Un enseignement concret

Cette analyse nous permet de tirer aussi un enseignement pour notre génération.

En effet, la réponse du Baal Chem Tov et du Maguid de Mézéritch au Baal Hatanya dépasse en fait le seul cadre de son emprisonnement et doit être comprise comme s’adressant aussi à tout le peuple juif. C’était une manière d’indiquer que chacun doit à présent se préparer aux temps messianiques en étudiant l’ésotérisme juif selon la perspective de l’analyse méthodique du 'hassidisme Habad.

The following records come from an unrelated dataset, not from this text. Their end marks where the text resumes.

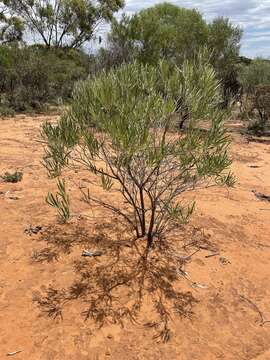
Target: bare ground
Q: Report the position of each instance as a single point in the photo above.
(232, 298)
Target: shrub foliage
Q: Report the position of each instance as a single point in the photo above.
(118, 128)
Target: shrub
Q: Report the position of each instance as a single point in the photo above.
(60, 201)
(118, 129)
(255, 80)
(41, 77)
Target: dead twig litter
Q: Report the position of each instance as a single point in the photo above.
(14, 353)
(92, 253)
(211, 255)
(261, 196)
(255, 307)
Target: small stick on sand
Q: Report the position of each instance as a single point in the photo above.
(215, 254)
(14, 353)
(262, 320)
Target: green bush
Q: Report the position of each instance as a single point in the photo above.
(40, 78)
(118, 129)
(255, 80)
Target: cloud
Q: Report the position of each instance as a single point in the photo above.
(252, 15)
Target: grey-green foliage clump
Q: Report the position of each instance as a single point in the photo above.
(119, 128)
(60, 201)
(255, 81)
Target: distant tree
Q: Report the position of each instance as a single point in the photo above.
(224, 42)
(255, 81)
(171, 32)
(63, 23)
(163, 31)
(11, 27)
(254, 74)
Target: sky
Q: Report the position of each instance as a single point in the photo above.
(252, 15)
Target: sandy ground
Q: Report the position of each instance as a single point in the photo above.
(226, 321)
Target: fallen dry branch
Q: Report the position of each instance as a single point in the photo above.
(255, 307)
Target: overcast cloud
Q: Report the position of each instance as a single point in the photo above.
(252, 15)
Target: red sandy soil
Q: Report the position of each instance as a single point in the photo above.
(225, 322)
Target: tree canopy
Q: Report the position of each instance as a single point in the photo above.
(162, 31)
(62, 23)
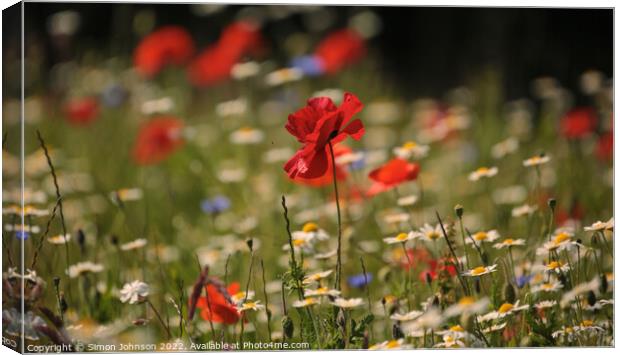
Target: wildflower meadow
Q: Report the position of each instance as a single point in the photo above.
(255, 192)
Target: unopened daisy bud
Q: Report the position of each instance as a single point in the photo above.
(485, 258)
(436, 301)
(467, 321)
(397, 331)
(287, 327)
(458, 209)
(341, 319)
(603, 284)
(429, 278)
(139, 322)
(591, 298)
(552, 202)
(81, 238)
(63, 303)
(509, 293)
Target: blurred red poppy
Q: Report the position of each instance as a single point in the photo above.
(157, 139)
(81, 111)
(214, 64)
(169, 45)
(340, 49)
(316, 125)
(578, 123)
(605, 146)
(218, 308)
(327, 178)
(392, 174)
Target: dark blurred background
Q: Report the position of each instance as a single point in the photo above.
(426, 50)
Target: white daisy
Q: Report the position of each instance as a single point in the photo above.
(411, 149)
(348, 303)
(481, 270)
(306, 302)
(483, 237)
(134, 244)
(524, 210)
(316, 277)
(509, 242)
(536, 160)
(429, 232)
(400, 238)
(134, 292)
(83, 267)
(247, 135)
(407, 316)
(321, 291)
(482, 172)
(547, 287)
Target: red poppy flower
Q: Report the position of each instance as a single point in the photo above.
(157, 139)
(317, 124)
(214, 64)
(340, 49)
(578, 123)
(605, 146)
(220, 310)
(81, 111)
(392, 174)
(168, 45)
(327, 178)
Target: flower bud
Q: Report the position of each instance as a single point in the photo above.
(458, 209)
(287, 327)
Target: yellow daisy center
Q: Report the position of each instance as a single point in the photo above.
(310, 227)
(562, 237)
(479, 270)
(480, 236)
(402, 237)
(466, 301)
(392, 344)
(457, 328)
(432, 235)
(505, 308)
(482, 170)
(410, 145)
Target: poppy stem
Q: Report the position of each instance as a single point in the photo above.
(339, 250)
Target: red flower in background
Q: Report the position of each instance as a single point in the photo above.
(81, 111)
(340, 49)
(317, 124)
(221, 310)
(327, 178)
(214, 64)
(578, 123)
(392, 174)
(605, 146)
(168, 45)
(157, 139)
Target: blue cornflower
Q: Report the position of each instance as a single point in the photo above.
(309, 65)
(359, 281)
(215, 205)
(523, 280)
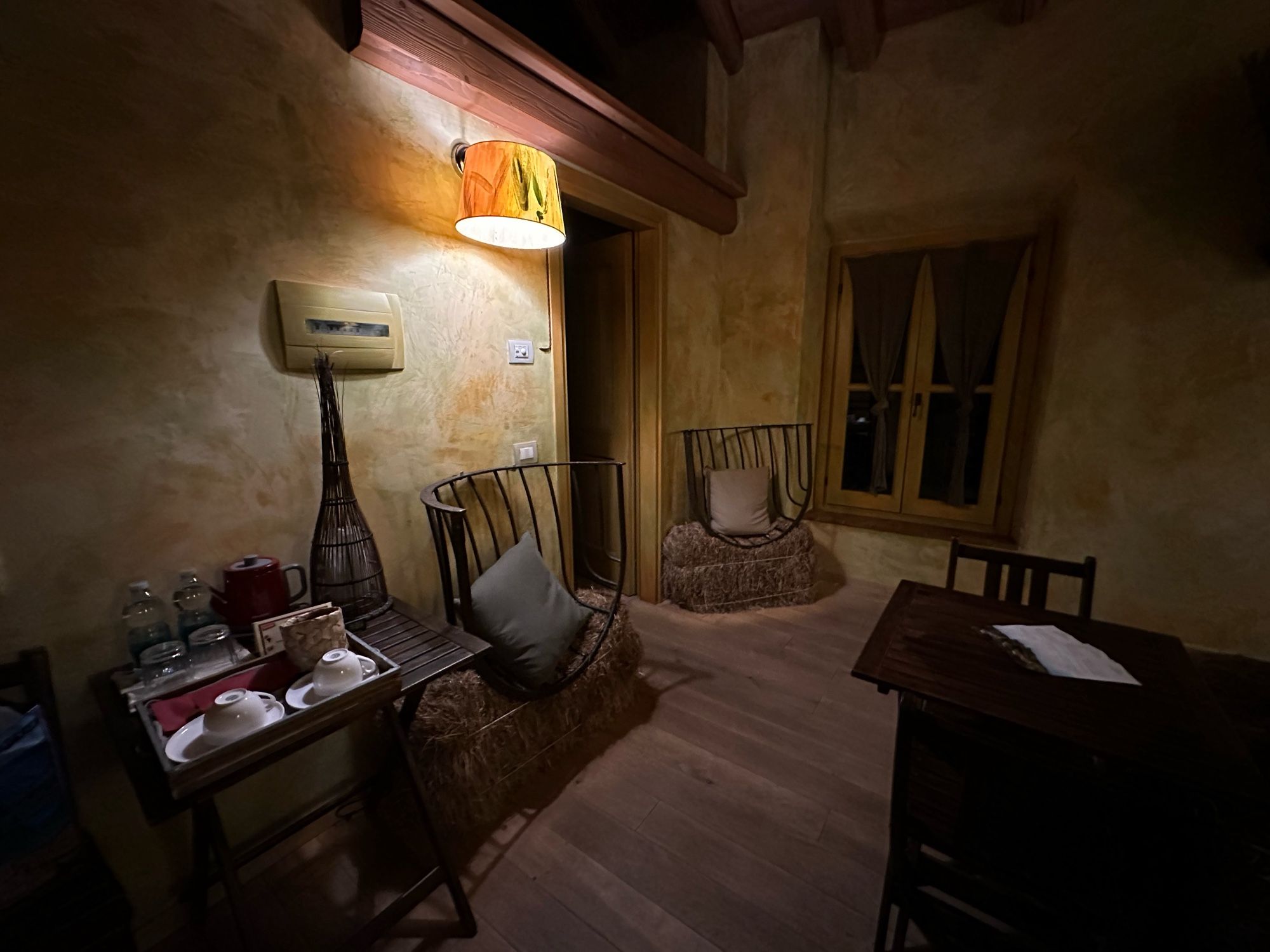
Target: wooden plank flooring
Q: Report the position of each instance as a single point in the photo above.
(742, 808)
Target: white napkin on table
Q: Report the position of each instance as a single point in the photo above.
(1066, 657)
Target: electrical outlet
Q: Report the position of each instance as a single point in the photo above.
(520, 352)
(525, 454)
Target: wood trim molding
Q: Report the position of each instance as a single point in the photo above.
(722, 29)
(498, 76)
(650, 478)
(902, 526)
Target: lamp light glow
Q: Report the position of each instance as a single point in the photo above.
(511, 197)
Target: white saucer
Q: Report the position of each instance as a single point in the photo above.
(190, 743)
(303, 695)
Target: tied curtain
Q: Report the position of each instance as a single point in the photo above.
(972, 295)
(882, 301)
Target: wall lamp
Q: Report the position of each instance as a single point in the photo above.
(511, 197)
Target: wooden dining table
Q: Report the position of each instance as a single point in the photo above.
(1168, 733)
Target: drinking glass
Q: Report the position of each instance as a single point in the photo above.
(211, 647)
(163, 661)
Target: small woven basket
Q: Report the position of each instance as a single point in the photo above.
(307, 638)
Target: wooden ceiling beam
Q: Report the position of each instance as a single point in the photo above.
(1015, 12)
(722, 29)
(860, 32)
(416, 44)
(476, 20)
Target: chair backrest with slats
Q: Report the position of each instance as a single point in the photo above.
(477, 517)
(784, 449)
(1018, 565)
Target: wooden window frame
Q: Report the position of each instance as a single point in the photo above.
(994, 517)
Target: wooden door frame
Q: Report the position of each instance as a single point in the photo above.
(645, 475)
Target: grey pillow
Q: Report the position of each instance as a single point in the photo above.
(739, 501)
(525, 614)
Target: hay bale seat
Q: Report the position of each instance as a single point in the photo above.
(705, 574)
(476, 748)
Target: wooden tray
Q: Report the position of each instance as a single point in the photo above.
(295, 731)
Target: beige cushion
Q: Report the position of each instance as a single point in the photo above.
(739, 501)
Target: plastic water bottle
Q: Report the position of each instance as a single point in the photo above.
(144, 620)
(194, 604)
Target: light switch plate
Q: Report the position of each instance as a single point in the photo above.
(525, 454)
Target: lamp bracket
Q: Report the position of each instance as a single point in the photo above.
(458, 152)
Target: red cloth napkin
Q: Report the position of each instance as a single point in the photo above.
(176, 713)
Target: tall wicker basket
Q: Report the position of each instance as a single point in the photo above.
(344, 563)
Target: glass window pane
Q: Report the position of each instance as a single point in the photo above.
(942, 426)
(858, 442)
(940, 375)
(858, 364)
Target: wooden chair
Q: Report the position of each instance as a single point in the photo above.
(82, 906)
(785, 449)
(476, 517)
(1019, 564)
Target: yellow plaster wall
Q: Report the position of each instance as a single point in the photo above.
(162, 163)
(1151, 440)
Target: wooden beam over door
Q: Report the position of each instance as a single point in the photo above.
(860, 30)
(722, 29)
(483, 67)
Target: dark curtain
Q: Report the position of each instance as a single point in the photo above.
(972, 294)
(882, 296)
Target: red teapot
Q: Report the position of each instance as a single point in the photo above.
(256, 588)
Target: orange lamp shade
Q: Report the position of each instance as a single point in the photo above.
(511, 197)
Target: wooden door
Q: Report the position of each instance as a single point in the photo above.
(600, 333)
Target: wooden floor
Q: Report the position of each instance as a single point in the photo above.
(742, 808)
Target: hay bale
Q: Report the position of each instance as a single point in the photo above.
(705, 574)
(476, 748)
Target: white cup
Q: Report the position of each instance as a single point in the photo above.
(233, 715)
(336, 672)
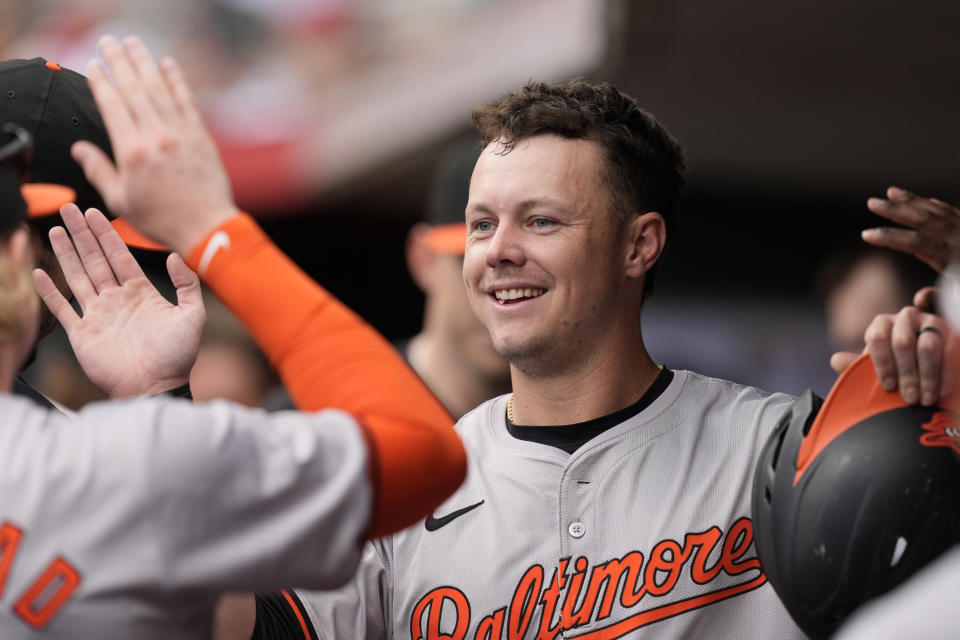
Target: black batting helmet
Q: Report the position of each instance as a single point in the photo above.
(853, 495)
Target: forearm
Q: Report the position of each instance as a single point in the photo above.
(328, 357)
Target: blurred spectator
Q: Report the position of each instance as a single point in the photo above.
(859, 282)
(229, 364)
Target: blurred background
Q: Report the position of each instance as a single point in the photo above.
(331, 116)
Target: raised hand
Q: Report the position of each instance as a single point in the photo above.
(933, 232)
(913, 351)
(129, 340)
(168, 179)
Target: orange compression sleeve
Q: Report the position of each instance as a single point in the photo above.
(328, 357)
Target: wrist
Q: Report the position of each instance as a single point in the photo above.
(184, 240)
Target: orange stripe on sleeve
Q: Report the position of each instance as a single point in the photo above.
(328, 357)
(296, 611)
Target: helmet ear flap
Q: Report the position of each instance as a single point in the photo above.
(853, 495)
(779, 457)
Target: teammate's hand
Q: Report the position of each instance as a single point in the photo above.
(130, 341)
(934, 226)
(911, 351)
(168, 179)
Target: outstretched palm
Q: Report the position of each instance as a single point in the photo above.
(129, 339)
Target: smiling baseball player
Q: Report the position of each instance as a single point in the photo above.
(128, 519)
(607, 497)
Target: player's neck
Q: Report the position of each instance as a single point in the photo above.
(607, 384)
(8, 369)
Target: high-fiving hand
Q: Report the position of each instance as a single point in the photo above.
(932, 232)
(168, 179)
(129, 339)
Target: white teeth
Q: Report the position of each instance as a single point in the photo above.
(516, 294)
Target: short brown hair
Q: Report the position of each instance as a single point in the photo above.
(645, 166)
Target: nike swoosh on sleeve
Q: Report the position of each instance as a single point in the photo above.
(432, 524)
(219, 240)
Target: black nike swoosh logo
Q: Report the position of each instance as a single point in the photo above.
(432, 524)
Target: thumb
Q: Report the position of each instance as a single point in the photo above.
(99, 171)
(841, 360)
(186, 282)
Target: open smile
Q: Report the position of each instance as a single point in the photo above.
(515, 295)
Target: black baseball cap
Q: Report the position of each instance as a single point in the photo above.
(56, 108)
(447, 200)
(17, 200)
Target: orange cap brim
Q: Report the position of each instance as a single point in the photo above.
(448, 238)
(45, 199)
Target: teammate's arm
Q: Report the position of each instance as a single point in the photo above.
(169, 181)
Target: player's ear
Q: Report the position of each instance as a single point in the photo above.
(645, 235)
(420, 258)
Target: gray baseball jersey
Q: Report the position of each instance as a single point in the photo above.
(643, 532)
(127, 519)
(923, 607)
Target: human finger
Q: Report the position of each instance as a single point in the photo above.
(73, 271)
(124, 266)
(186, 282)
(51, 296)
(182, 95)
(907, 213)
(930, 344)
(88, 249)
(903, 342)
(146, 69)
(933, 205)
(840, 360)
(128, 85)
(877, 340)
(933, 251)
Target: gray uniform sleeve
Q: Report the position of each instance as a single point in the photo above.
(247, 499)
(163, 496)
(359, 609)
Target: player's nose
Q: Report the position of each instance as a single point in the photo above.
(506, 246)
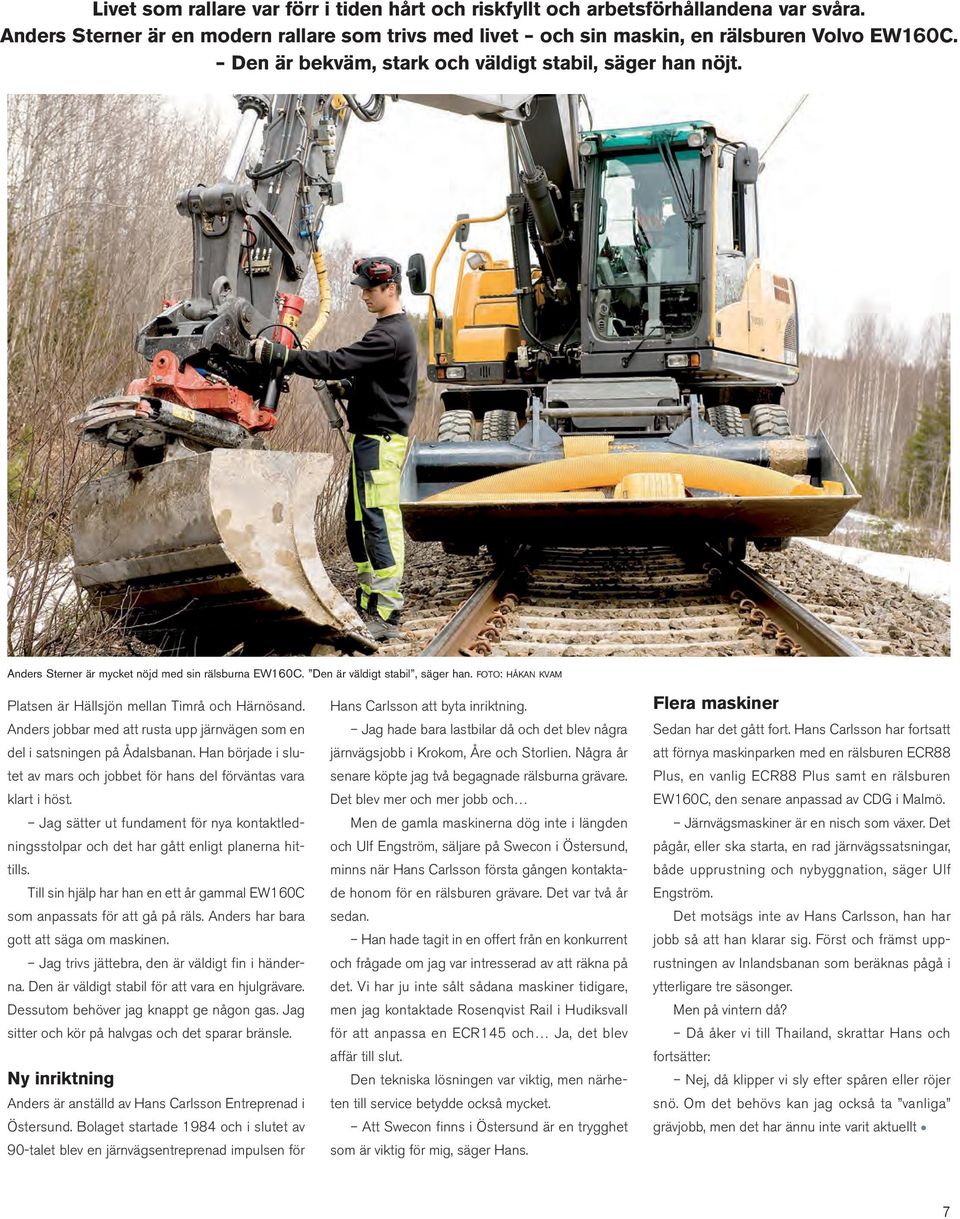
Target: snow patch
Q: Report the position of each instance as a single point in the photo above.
(928, 577)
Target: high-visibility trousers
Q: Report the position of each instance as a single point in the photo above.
(374, 522)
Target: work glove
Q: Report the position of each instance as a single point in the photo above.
(269, 355)
(340, 389)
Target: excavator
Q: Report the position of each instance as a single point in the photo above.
(618, 378)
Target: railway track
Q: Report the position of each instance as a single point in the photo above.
(629, 601)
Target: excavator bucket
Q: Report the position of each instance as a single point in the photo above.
(219, 547)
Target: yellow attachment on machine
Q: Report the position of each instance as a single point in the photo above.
(651, 486)
(714, 474)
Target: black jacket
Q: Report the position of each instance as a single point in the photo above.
(383, 367)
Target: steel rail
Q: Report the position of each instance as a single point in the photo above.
(475, 627)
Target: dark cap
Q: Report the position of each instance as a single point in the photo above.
(375, 272)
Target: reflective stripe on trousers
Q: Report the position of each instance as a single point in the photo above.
(374, 522)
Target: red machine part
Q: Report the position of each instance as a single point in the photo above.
(187, 387)
(291, 309)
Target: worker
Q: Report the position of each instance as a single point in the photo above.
(381, 367)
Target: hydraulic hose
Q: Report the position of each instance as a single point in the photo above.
(323, 316)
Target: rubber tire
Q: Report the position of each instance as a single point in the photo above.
(456, 427)
(726, 419)
(770, 419)
(500, 424)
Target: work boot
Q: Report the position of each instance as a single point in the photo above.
(383, 628)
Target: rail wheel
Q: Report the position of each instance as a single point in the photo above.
(500, 424)
(769, 419)
(456, 427)
(726, 419)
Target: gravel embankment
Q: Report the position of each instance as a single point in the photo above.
(881, 617)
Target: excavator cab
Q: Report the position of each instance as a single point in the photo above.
(645, 338)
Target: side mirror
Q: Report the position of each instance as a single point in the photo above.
(746, 166)
(417, 274)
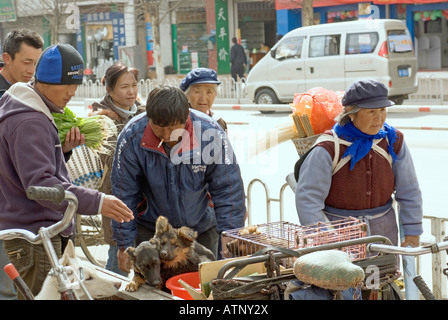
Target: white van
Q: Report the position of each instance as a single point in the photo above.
(333, 56)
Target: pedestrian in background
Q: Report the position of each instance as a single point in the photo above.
(120, 104)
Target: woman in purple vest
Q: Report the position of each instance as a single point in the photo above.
(377, 165)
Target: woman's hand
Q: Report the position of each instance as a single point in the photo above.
(73, 139)
(413, 241)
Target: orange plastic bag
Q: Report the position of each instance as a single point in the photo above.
(320, 105)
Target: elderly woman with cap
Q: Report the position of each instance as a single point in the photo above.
(201, 87)
(373, 163)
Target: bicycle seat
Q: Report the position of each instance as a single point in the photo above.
(328, 269)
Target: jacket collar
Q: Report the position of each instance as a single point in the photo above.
(151, 141)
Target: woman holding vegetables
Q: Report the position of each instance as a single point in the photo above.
(120, 104)
(31, 155)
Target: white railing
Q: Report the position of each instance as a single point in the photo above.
(431, 88)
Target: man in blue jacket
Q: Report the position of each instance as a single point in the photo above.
(180, 162)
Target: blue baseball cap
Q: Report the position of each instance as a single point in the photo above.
(60, 64)
(367, 94)
(199, 75)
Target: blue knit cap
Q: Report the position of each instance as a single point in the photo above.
(60, 64)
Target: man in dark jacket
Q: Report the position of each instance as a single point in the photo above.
(21, 50)
(176, 159)
(31, 154)
(237, 60)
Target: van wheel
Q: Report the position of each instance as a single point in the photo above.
(266, 96)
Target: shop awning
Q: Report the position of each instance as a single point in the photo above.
(296, 4)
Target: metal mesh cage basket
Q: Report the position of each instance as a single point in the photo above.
(304, 144)
(246, 241)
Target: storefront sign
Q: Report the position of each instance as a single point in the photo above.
(222, 36)
(118, 30)
(149, 44)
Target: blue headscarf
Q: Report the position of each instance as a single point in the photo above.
(362, 142)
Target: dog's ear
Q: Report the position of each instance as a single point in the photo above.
(131, 253)
(69, 254)
(162, 225)
(155, 242)
(187, 235)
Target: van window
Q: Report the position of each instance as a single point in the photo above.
(399, 41)
(361, 42)
(289, 48)
(324, 45)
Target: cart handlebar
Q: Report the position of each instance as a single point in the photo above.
(416, 251)
(56, 194)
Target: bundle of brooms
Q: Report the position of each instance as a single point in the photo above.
(313, 112)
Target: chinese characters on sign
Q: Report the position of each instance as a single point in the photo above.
(117, 19)
(222, 36)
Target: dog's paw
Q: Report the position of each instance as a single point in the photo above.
(132, 286)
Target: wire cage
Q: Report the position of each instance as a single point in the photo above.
(246, 241)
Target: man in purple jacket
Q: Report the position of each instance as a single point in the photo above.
(31, 154)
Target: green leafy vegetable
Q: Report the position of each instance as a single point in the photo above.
(91, 127)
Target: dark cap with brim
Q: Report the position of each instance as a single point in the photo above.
(367, 94)
(199, 75)
(60, 64)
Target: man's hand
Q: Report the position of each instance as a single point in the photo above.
(413, 241)
(73, 139)
(115, 209)
(124, 263)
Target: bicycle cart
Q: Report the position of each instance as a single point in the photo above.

En fait, une telle approche donne à cette étude une perspective toute différente, car elle concerne alors aussi celui qui considère que sa vie spirituelle n’est pas dans la situation de danger qui pourrait justifier cette étude. Un tel individu peut trouver suffisante l’étude de la partie de législative de la Torah, des livres d’éthique juive (en hébreu « Moussar »), voire de la pensée 'hassidique telle qu’elle a été dévoilée par le Baal Chem Tov et ses élèves32. Mais alors, comment pourrait-il se considérer exempté de l’étude d’une partie de la Torah, alors que la loi juive stipule33 que chacun doit étudier toute la Torah, « qu’il s’agisse du sens simple de la loi, des allusions, des allégories ou et des secrets ». A fortiori en est-il ainsi si l’on considère le devoir que chacun a d’après nos Sages34 de « mettre en évidence une idée cachée dans la Torah », principe qui concerne « le domaine de la loi juive, celui des récits rapportés à propos de nos Sages, la partie révélée comme dans la partie cachée ».35

Et grâce au fait que les sources du Baal Chem Tov se répandront à l’extérieur, nous mériterons, selon la promesse faite par le Machia'h au Baal Chem Tov36, l’avènement des temps messianiques et alors se réalisera la promesse selon laquelle « la terre sera remplie de la connaissance de D.ieu comme les eaux recouvrent le fond des océans ».